Ahhhhh she's beautiful! Congrats!!


----------



## allycamcoop (Jul 15, 2011)

congratulations she's a beauty x


----------



## MichelleE (Apr 2, 2011)

She is lovely. We are seriously thinking about putting down a deposit for a second next year. How is the 1 year gap between the two of your working out?


----------



## katie2011 (Jul 11, 2011)

Thank you for all your lovely comments.
Fletcher will be 2 in October so it is a nice age gap because he is still very playful but old enough to know what is wrong and right. She copies everything he does. But it is double the love which is great. Fletcher isn't jealous but he does like going upstairs for peace and quiet when she goes abit crazy! 
Katie, Fletcher & Lexie x


----------



## jaimia (May 19, 2011)

Lexie is beautiful she reminds me off Flossy x


----------



## ali-s.j. (Jun 6, 2011)

Soooo sweet


----------



## doodlebug (Jul 16, 2011)

shes really gorgeous


----------



## Sezra (May 20, 2011)

What a cutie!


----------



## M&M's mummy (Jul 12, 2011)

awww so sweet- love the white tip on her tail


----------



## Georgiapeach (Feb 12, 2011)

Such a cutie! Glad to see another black one on here!


----------



## strof51 (Sep 26, 2009)

Another black beauty.
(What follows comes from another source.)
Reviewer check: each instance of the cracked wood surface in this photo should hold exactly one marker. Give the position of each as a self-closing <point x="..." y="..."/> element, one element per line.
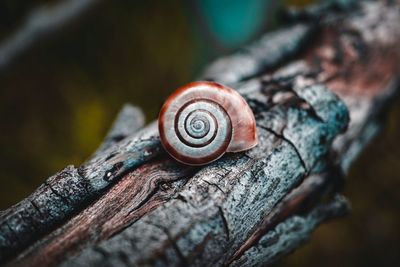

The same age difference as mine.
Used to separate them but now just let them play and just tell them to stop now.


----------



## sharplesfamily (Apr 28, 2011)

Lexie looks a real sweetie and I love the names too!! So sweet they want to sleep together


----------



## JoJo (Mar 2, 2011)

Cockapoo number 2 ... its catching 

well done and congrat on your new gal Lexie.... lots more pic please .. she looks so sweet... pics of Fletcher too would be fab 

Our Oakley was almost a Fletcher .. great name ... although my hubby said it reminded him of Fletcher from the TV show Porridge with Ronnie Barker as Fletcher .. oh no showing my age again.. I will shut up ... anyway great name xxxx

Enjoy the forum and remember we are mad on pics here xxxxx


----------



## wilfiboy (Sep 18, 2010)

Ah Lexie's a cutie.... Mable used to go for Wilf s ears or used to hang off his collar... I used to leave them to it. maybe stepped in a couple of times but more if they were charging around ... good luck x


----------